We did another run thru today. I think we're in great shape, and our director seems to think so too. I'm at that stage where I'm trying to let go, trusting that all that we've talked about is in place...just letting it happen rather than MAKING it happen, rather than ACTING!! My scene with James today was full of wonderful surprises, for and from both of us.
The strangulation scene with Deb is also starting to feel great. We are both very comfortable with each other and our moves and are totally trusting of each other. Everyone keeps telling us that it looks very real and is a bit uncomfortable to watch.
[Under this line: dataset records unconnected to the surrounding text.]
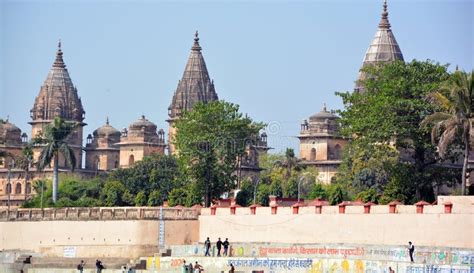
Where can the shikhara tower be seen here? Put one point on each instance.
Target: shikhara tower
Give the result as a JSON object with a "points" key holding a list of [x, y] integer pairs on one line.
{"points": [[383, 48], [58, 98], [195, 86]]}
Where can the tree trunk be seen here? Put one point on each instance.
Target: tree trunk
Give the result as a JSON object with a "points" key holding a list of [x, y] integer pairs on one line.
{"points": [[464, 165], [26, 182], [55, 178]]}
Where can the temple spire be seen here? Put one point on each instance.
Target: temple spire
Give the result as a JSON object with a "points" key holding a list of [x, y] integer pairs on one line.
{"points": [[196, 45], [384, 23], [59, 57], [383, 48]]}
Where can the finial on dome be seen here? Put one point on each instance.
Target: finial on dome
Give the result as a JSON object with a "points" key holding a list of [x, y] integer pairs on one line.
{"points": [[59, 57], [196, 45], [384, 20]]}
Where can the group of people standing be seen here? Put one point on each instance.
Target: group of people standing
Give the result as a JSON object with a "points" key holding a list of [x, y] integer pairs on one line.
{"points": [[219, 245], [98, 265]]}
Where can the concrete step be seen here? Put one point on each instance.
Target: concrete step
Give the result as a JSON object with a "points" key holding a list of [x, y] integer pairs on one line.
{"points": [[52, 262]]}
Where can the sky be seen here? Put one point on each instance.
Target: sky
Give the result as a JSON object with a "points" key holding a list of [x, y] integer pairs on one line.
{"points": [[279, 60]]}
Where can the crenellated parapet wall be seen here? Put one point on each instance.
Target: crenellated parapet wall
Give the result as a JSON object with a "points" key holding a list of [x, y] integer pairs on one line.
{"points": [[100, 213], [343, 208], [447, 224]]}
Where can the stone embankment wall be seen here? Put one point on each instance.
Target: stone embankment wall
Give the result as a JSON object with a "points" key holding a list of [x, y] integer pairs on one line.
{"points": [[97, 232], [449, 224]]}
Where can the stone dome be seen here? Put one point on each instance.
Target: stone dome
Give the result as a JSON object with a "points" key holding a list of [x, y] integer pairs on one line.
{"points": [[106, 131], [323, 115], [9, 133], [143, 123]]}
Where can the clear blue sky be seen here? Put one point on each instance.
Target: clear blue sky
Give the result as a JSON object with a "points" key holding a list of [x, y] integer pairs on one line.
{"points": [[280, 61]]}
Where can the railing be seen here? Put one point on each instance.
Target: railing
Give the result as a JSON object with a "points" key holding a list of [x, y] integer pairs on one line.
{"points": [[102, 213]]}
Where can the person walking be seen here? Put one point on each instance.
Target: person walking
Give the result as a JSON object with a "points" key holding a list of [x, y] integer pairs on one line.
{"points": [[99, 266], [207, 245], [184, 268], [80, 266], [219, 246], [198, 268], [226, 247], [411, 250]]}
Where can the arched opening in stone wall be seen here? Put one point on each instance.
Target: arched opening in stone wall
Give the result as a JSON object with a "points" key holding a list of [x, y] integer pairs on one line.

EXCELLENT! Now we're just trying to make sure to time everything with the music for maximum effect. I need to remember to breathe !!!! I get so caught up in the scene, and making grunting noises as though I'm putting a great deal of effort into strangling her. Then, when she stabs me, it's just such an automatic reaction to hold my breath. None of this, in itself is bad, but I need to lie dead on the stage during the scene as it continues for the next 5 or 6 minutes, and it just won't do to have my chest heaving because I've been holding my breath. Oh, and I also need to practice keeping my eyes open. (yah, I'm in acting for that glamour) The script makes mention of "...those horrible, staring eyes.." so there I am, contacts slowly adhering to my eyeballs, focusing on NOT blinking. This especially difficult when James comes to roll me over and start searching my pockets.
The things I won't do to tell you people a good story.